2007年 8月 16日 (木)
■ 関心低調な盛岡市長選 政党そろって対決放棄
7月末の国政選挙を終え、市内では3日までにポスター掲示場が市長選用に張り替えられた。低調になると予想される選挙戦で、有権者は投票で何を意思表示するのか。
盛岡市長選は現職に新人1人が挑む選挙戦が予想される。4年前と比べて関心は低調だ。春の統一地方選、参議院選・衆議院1区補選と大きな選挙が続き、政党関係者だけでなく一般有権者もややうんざり気味。県内各政党が「戦線離脱」したことで、激戦の構図も争点も見えない。このまま推移すれば投票率が3割を切るともささやかれる。有権者は市長選で何を意思表示すればいいのか。
■燃えない選挙の構図
今回は現職の谷藤裕明氏(57)と新人で会社役員の芦名鉄雄氏(62)の無所属2人による戦いがほぼ確実な情勢だ。谷藤氏の陣営は先月の参議院選・衆議院1区補選直後、谷藤市政と対決姿勢を示す共産の候補擁立の可能性を視野に入れていた。その上で谷藤氏の信任投票との考えで臨む姿勢だった。実際には擁立断念となり、芦名氏との1対1の構図が浮かび上がった。
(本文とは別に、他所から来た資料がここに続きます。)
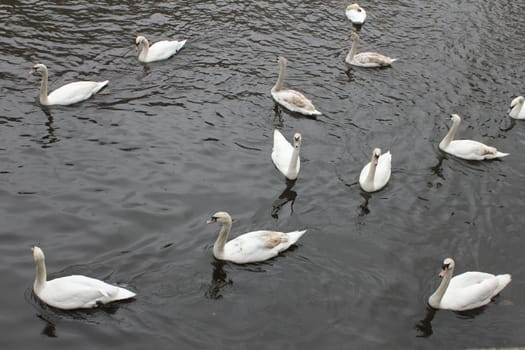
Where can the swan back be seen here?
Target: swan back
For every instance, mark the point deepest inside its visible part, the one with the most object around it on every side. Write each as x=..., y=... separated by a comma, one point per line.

市内では、芦名氏の選挙運動が金や人員を極力使わず、組織型選と一線を画す独自の戦いだということを、春の知事選を含め過去5度の選挙を通じて知る市民も多い。今回も同様の戦術で挑む芦名氏と谷藤氏との一騎打ちに「争点がない」「現職批判の受け皿がない」との意見がある。谷藤氏の地区後援会内部からも「緊張感が全くない」との言葉が出る。
投票率も低調との観測が強い。現職に新人3人が挑んだ前回03年は53・67%だったが、現職に新人2人の構図だった前々回99年の34・67%を下回る3割未満との読みもある。
市が07年度当初予算で計上した市長選費用は7031万5千円。4年前の4人の候補者数を想定した数字。2人の戦いになれば費用は圧縮されるが、投票率が低いと見込まれる中、争点や対立軸のない選挙に、有権者や陣営内部から選挙執行へ疑問の声も出ている。
■低投票率なら信任を問うことにはならず
谷藤ひろあき事務所の藤沢隆事務長は今回の情勢について「4年間の実績を説明し、これからの4年間の取り組みを訴える機会に恵まれたのはありがたい」としながらも「一市民や政党が政策を出して戦うならいい。対抗する大義があればいいが、財政の厳しい折り、いろいろな選挙に出るような候補が出ていいのか」と手厳しい。
芦名氏は「自分なりの考えがある。ある人から一騎打ちになったら市の財源を選挙に使うのはどうかと言われた。では無競争はいいのか。立候補する人が多いほど市政に活力がが生じる。そのためなら公的資金を使ってもいいのでは」と主張する。「白票でも投票するよう呼びかけたい」と述べた。
市選管はこうした声に対して「被選挙権の行使が民主主義の基本。結果として費用がかかるか、かからないかは別として、選挙になるなら粛々とやるのみ」と話している。
マニフェスト選挙を提唱する斎藤俊明県立大総合政策学部教授は「谷藤市政のこれまでを評価する機会。次の4年間を任せるかどうかをマニフェストで評価する視点で見た選挙戦になる。駄目ならば批判票や白票が入るかもしれない。低投票率なら信任投票は該当しない」と話す。
地方分権、自治体の生き残りが叫ばれる中、県都盛岡のかじ取り役を決める大事な市長選。盛り上がりに欠けるといわれるが、有権者は投票行動に何を託し、何を意思表示するのか。